Posted by: Capital A | Apr 6, 2006 8:21:23 PM
A few thoughts about taxation:
A particular (long term) distribution of wealth has to develop in any economy that depends on investment and monetary exchanges. The same shaped distribution occurs in near total free market economies such as ours, as well as in Nordic social democracies. I have data back to the Middle Ages that shows the same distribution. The distribution of market capitalization follows the same distribution as does personal wealth. The distribution of wealth is same today as it was a hundred, a thousand, or five thousand years ago. The shaped of the distribution of wealth is always the same, however, the amount by which the distribution is skewed depends upon taxation.

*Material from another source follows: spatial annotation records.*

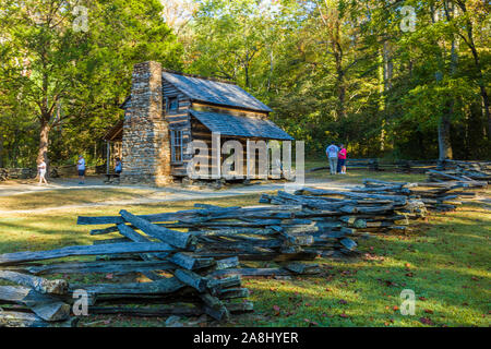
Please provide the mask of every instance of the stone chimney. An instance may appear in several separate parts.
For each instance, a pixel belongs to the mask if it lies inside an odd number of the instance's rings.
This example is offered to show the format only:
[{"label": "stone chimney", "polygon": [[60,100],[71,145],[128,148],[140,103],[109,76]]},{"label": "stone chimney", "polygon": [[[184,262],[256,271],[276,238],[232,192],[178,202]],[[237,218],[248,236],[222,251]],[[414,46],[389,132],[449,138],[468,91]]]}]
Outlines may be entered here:
[{"label": "stone chimney", "polygon": [[161,65],[134,65],[131,107],[122,136],[121,182],[165,185],[171,181],[169,129],[163,112]]}]

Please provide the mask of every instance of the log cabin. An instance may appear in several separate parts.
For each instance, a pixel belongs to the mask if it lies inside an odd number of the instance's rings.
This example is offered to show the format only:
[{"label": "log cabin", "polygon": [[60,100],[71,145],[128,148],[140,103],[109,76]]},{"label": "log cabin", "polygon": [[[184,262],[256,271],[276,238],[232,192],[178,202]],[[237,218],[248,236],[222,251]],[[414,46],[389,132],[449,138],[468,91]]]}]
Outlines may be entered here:
[{"label": "log cabin", "polygon": [[[121,108],[124,118],[104,139],[108,144],[108,170],[110,158],[120,157],[121,182],[127,183],[165,185],[187,178],[188,165],[196,156],[211,164],[201,174],[203,179],[220,178],[217,164],[227,157],[221,152],[221,144],[227,141],[238,141],[244,149],[244,165],[239,167],[243,172],[237,177],[256,178],[258,166],[254,173],[246,173],[248,152],[254,152],[255,158],[259,151],[250,144],[294,141],[268,119],[271,108],[236,84],[165,70],[153,61],[134,65],[131,95]],[[218,133],[217,146],[213,135]],[[189,151],[193,141],[206,144],[209,154]],[[214,163],[213,155],[219,161]],[[214,167],[218,167],[218,172],[212,177]]]}]

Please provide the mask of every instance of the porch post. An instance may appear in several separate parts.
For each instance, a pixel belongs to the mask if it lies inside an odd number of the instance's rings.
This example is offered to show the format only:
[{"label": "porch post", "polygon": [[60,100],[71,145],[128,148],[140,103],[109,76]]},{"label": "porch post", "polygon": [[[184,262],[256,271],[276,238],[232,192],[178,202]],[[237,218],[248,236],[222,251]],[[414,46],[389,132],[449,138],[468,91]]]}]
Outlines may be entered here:
[{"label": "porch post", "polygon": [[109,169],[111,166],[111,144],[109,141],[106,141],[106,173],[109,173]]}]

Today in the US, the top ten percent owns about two-thirds of the wealth. I've constructed stochastic model economy programs that show that in a system with no taxes at all, the top ten percent would own about ninety percent of the wealth.
SC is a poor state, and most people here are shoved down on the lower part of the wealth distribution. Our wealthy people are poorer than their contemporaries in more affluent areas within the US, as are the other economic classes within the state.

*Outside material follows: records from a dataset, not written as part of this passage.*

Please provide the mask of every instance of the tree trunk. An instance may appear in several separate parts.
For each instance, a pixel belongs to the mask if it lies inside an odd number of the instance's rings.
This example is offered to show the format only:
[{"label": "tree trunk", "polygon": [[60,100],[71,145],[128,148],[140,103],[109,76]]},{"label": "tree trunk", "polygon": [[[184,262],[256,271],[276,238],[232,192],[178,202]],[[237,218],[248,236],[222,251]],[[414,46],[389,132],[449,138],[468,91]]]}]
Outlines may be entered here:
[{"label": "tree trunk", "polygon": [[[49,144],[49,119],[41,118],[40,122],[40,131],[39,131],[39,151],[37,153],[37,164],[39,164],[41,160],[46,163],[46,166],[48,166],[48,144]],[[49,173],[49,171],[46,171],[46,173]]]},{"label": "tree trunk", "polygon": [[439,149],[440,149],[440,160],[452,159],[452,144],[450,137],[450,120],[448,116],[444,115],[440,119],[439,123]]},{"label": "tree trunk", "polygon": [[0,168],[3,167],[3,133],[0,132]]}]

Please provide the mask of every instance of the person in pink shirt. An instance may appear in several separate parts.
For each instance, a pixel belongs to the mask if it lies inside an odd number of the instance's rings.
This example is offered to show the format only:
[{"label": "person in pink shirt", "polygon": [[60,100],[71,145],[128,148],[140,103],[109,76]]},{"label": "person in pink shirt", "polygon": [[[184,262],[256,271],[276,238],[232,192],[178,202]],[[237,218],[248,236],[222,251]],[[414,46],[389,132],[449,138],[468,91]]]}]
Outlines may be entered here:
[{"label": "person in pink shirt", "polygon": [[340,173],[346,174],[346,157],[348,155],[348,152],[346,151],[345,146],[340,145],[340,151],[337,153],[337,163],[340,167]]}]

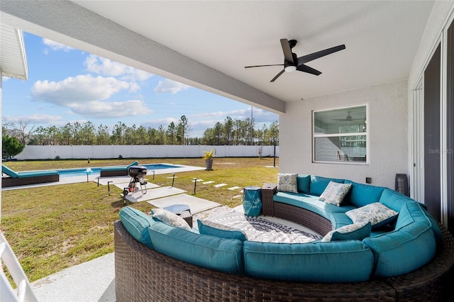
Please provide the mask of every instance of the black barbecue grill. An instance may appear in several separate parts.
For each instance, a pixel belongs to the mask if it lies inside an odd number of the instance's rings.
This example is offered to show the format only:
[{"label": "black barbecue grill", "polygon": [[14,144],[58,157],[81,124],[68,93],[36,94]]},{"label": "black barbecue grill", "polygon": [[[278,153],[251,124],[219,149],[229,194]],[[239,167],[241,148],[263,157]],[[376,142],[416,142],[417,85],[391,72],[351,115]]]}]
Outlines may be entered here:
[{"label": "black barbecue grill", "polygon": [[145,179],[147,172],[147,167],[144,166],[131,166],[128,168],[128,174],[131,177],[131,181],[128,187],[123,189],[122,196],[124,203],[126,202],[126,195],[128,193],[132,194],[139,189],[137,186],[137,183],[140,185],[142,194],[145,194],[147,193],[147,181]]}]

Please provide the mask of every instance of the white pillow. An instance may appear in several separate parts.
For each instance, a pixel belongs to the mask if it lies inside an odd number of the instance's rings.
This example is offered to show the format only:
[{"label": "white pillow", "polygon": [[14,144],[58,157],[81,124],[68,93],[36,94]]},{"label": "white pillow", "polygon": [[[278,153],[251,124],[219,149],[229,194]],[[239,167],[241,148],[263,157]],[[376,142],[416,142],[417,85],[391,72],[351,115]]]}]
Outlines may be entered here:
[{"label": "white pillow", "polygon": [[375,202],[360,208],[350,210],[345,215],[354,223],[370,222],[372,229],[389,223],[397,217],[398,212],[388,208],[383,203]]},{"label": "white pillow", "polygon": [[297,176],[298,173],[277,173],[277,191],[298,193]]},{"label": "white pillow", "polygon": [[175,213],[163,208],[154,208],[151,211],[151,213],[153,218],[156,218],[167,225],[191,230],[191,227],[189,227],[186,220]]},{"label": "white pillow", "polygon": [[325,191],[320,195],[319,200],[325,201],[326,203],[340,206],[340,203],[351,187],[351,184],[340,184],[338,182],[330,181],[328,186],[326,186]]}]

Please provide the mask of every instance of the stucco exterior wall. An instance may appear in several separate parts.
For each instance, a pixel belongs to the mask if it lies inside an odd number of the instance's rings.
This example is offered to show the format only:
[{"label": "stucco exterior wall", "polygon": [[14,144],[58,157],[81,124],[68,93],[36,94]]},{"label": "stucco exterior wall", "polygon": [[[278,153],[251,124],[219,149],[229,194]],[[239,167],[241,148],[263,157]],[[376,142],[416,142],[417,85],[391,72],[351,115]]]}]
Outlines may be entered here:
[{"label": "stucco exterior wall", "polygon": [[[312,111],[367,104],[368,164],[312,162]],[[287,103],[279,117],[279,172],[309,174],[394,188],[397,173],[408,174],[407,82],[361,88]]]}]

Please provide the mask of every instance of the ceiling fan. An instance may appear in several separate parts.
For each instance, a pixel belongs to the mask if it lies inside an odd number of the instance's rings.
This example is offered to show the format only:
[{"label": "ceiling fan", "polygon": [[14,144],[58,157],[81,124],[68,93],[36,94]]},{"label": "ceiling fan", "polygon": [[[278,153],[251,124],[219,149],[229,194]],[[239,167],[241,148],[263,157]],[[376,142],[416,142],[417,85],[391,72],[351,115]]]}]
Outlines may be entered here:
[{"label": "ceiling fan", "polygon": [[352,118],[352,116],[350,115],[350,113],[351,113],[352,111],[347,111],[347,116],[345,117],[345,118],[333,118],[333,121],[336,121],[339,122],[351,122],[353,120],[353,118]]},{"label": "ceiling fan", "polygon": [[284,69],[279,73],[276,74],[276,76],[273,77],[272,79],[270,82],[275,82],[284,72],[294,72],[295,70],[307,72],[308,74],[315,74],[318,76],[321,74],[321,72],[317,69],[314,69],[312,67],[309,67],[309,66],[306,65],[305,63],[312,61],[313,60],[323,57],[325,55],[330,55],[333,52],[345,49],[345,45],[342,45],[297,57],[297,55],[292,52],[292,48],[295,47],[295,45],[297,45],[297,41],[296,40],[281,39],[281,45],[282,47],[282,52],[284,52],[284,64],[246,66],[245,67],[245,68],[263,67],[267,66],[284,66]]},{"label": "ceiling fan", "polygon": [[363,119],[362,118],[355,118],[353,119],[353,118],[352,117],[352,116],[350,115],[350,113],[352,113],[352,111],[347,111],[347,116],[344,118],[333,118],[333,121],[335,121],[336,122],[358,122],[358,121],[361,121],[361,122],[364,122],[365,123],[365,121],[366,121],[366,118],[365,117]]}]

Capitalism, by its nature, redistributes the wealth generated by producers and consumers to investors. People on the lower part of the distribution have a poor chance to become wealthy. Wealthy people have a relatively low chance of becoming poor. The greater the wealth inequality in the society, the less likely that poor will become wealthy, or vice versa.
Since capitalism is inherently unfair to begin with (I can prove this using statistically equal people within a model economy that always generates the previously mentioned distribution of wealth), it is only fair to compensate by using counter taxation. Also, the distribution can be flattened using re-distributive taxation aimed at benefiting the bottom eighty percent of the population rather than using re-distributive taxation to benefit an already super wealthy elite.

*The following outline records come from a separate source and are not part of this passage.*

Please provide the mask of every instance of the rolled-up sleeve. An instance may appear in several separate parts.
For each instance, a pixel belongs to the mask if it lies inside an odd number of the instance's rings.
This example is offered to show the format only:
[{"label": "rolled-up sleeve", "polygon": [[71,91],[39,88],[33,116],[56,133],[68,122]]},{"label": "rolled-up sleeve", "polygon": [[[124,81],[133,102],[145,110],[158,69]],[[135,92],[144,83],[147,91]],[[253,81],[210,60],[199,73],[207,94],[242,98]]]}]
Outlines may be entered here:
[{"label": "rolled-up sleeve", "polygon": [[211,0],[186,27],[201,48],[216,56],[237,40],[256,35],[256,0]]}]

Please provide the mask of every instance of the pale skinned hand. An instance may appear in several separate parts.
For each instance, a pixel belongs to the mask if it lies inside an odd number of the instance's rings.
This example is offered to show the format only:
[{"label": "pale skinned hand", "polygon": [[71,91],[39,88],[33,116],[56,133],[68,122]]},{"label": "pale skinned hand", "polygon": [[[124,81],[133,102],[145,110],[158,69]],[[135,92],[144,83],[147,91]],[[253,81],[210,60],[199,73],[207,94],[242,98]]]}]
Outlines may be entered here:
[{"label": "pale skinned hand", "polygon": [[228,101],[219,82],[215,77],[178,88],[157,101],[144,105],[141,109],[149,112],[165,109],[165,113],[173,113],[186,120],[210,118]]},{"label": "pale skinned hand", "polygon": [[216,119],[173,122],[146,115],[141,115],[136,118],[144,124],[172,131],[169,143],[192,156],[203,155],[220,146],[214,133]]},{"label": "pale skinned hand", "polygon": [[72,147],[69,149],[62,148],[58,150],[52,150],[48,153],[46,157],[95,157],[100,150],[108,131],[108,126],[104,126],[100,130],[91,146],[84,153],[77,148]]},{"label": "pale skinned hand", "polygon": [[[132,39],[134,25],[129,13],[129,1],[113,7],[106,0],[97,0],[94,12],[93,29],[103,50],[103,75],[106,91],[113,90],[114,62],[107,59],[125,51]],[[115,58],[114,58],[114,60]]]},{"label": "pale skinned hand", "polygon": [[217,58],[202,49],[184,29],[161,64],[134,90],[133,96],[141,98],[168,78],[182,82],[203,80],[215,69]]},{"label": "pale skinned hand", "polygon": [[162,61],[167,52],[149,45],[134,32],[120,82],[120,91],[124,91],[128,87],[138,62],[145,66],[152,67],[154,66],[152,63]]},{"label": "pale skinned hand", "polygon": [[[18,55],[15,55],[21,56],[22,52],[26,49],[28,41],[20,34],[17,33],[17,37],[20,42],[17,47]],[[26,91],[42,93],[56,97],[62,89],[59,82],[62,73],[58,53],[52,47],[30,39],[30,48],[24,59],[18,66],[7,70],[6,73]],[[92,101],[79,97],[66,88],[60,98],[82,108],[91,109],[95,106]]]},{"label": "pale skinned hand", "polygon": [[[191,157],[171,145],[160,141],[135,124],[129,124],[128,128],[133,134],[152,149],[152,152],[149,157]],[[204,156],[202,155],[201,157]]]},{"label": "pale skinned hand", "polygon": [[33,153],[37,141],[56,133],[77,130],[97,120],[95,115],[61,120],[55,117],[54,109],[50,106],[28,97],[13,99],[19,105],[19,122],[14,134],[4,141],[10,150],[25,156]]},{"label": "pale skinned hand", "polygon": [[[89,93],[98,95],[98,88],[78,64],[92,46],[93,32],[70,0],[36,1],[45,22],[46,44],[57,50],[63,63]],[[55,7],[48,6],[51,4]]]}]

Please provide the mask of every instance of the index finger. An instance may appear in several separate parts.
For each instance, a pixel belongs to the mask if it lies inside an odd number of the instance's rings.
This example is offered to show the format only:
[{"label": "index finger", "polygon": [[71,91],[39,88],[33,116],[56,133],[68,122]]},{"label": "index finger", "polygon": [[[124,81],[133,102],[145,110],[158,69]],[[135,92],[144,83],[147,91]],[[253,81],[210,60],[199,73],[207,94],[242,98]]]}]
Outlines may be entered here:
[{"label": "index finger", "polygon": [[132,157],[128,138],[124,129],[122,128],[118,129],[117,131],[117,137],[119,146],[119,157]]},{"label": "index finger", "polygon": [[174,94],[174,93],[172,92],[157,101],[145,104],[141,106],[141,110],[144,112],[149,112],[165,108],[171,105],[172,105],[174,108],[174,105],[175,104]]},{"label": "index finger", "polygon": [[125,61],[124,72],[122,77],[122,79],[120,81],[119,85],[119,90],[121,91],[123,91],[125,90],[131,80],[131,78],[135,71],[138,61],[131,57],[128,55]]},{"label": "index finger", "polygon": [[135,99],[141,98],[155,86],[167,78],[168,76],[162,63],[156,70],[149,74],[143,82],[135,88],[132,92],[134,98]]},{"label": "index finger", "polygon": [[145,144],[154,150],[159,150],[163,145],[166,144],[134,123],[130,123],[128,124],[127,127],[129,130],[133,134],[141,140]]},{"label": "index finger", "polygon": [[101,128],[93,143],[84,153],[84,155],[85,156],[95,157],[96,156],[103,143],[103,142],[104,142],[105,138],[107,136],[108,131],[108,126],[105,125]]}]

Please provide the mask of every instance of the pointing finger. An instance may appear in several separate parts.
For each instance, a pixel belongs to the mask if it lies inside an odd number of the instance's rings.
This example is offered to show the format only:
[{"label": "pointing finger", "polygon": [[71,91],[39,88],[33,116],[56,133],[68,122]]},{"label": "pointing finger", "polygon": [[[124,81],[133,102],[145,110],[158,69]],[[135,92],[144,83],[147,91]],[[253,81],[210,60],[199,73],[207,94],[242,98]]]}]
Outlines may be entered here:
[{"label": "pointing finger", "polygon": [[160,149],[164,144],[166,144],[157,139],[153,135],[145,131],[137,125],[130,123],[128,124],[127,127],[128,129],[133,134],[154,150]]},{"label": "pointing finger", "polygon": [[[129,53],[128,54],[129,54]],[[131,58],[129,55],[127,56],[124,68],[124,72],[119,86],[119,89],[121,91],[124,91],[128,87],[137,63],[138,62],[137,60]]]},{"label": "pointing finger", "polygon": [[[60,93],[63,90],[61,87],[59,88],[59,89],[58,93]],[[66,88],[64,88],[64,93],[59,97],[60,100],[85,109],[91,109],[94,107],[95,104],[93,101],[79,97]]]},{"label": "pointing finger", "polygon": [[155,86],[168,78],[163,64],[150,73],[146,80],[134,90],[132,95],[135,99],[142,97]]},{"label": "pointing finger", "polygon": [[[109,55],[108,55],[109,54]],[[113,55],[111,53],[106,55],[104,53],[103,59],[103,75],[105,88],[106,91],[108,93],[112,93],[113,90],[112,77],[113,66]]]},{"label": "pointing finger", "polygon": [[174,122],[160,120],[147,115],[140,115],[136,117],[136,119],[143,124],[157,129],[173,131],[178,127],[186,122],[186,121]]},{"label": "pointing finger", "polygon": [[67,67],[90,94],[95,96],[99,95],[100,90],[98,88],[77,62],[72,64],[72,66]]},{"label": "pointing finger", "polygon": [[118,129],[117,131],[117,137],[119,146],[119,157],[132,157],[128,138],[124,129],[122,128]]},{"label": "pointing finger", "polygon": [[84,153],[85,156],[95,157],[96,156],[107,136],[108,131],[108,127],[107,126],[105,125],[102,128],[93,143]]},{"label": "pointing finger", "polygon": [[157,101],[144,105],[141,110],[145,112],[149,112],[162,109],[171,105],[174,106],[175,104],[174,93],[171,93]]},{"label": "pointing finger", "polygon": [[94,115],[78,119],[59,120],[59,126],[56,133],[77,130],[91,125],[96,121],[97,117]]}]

Although we can never eliminate the unfairness of capitalism, we can certainly mitigate its adverse effects. The same shaped wealth distribution has to develop, but the people occupying slots within the distribution doesn't have to remain the same. For example, society may deem it necessary to give young people just starting out tax breaks in order to get established.
SC is at the bottom, so to me it makes sense to concentrate on getting every federal dollar possible. I'd like to see a federal flat tax on wealth that is in part distributed in equal measure across the population, and in part used to run the federal government, which in turn would grant subsidies to the states based on their populations. That way the denizens of poor states such as ours would have a much better chance to succeed, and America as a whole could offer decent housing, education, and healthcare for all.
Posted by: Mark Whittington | Apr 6, 2006 8:48:08 PM
I forgot to mention that in my tax system, all other taxes would be eliminated save for the wealth tax. No more property taxes-no more sales taxes.
Posted by: Mark Whittington | Apr 6, 2006 8:53:35 PM
Here, here!
Don't you love it when he goes all Reed Richards/Adolph Heinrich Gotthelf Wagner?
I can hear the elephants (with Dr. Dave Doom and General Lee both mounted atop) stampeding from the distance to assault the walls of that wealth tax elimination, however.
Posted by: Capital A | Apr 6, 2006 9:10:20 PM
"Can't we also agree that smokers are being unfairly targeted?"
No.
I'm for Scandinavian/Canadian type socialism, anyway.